Get the most out of your Coding Audit

Whenever the word audit is used it usually causes some anxiety.  This is especially true with some physicians who feel keeping up with the latest coding changes and still trying to manage a busy patient schedule can be an impossible task.  At MTBC, our coders have to continually educate to stay abreast of new coding changes.  If you do not have access to coding resources an audit of your current coding practices could be very beneficial.  To maximize the benefit of a coding audit a physician should have a representative sampling of his or her work.  For primary care physicians, the focus will be mainly on E & M encounters but if the physician is doing additional diagnostics or procedures in the office it is important to include these in the review.  Many specialists will also include diagnostics and procedures in the encounters that are audited in addition to their E & M encounters.  To get a good review, all documentation relating to the encounter needs to be included in the audit, including office notes and op reports when appropriate.

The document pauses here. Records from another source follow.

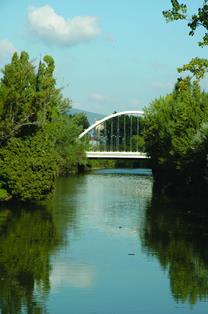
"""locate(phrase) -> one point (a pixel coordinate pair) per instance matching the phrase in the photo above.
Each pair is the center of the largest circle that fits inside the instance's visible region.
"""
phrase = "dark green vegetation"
(179, 11)
(38, 139)
(176, 126)
(176, 136)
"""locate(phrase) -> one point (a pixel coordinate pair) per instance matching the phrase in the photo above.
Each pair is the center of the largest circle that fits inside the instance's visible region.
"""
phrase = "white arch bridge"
(116, 136)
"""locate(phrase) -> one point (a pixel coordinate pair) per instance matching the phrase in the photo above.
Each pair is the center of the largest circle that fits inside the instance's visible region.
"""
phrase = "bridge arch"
(117, 114)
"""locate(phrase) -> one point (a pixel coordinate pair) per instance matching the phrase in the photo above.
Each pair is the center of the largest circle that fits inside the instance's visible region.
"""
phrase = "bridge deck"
(116, 155)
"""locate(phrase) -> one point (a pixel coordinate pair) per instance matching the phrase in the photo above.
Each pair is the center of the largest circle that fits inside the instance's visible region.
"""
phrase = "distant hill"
(91, 116)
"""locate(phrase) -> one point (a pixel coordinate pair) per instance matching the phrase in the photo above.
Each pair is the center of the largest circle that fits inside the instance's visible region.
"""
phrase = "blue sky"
(110, 55)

Although gathering a good sample of encounters with supporting documentation is critical to a good audit, the real benefit is in the review.  To maximize the outcome of the audit the physician will want to set aside uninterrupted time to review and discuss the findings with the auditor.  Reviewing the patient encounters in detail allows the physician to understand the auditor’s coding rationale and how the provider’s coding compares to other providers.  Much of our coding reviews are focused on the supporting documentation.  Issues with documentation or the verbiage used to document often leads to down coding an encounter.  The review process is invaluable as an educational tool to address these types of opportunities.  Reviewing examples of issues and solutions will greatly improve your coding.  Conducting your review as a group of providers can also provide additional benefit as more encounters are reviewed addressing scenarios that may not have been included in one providers encounter sample.  Reviewing as a group also helps the providers discuss opportunities to standardize encounter documentation and discuss any office changes that may enhance the documentation function.

As CMS increases its frequency of RAC audits, providers can use an internal audit to address coding issues in advance and hopefully avoid future RAC audit repercussions.  Accurate coding is worth the time and effort.  Taking steps now to identify and correct coding issues through an audit will optimize reimbursement and help minimize issues that may result from a future RAC audit.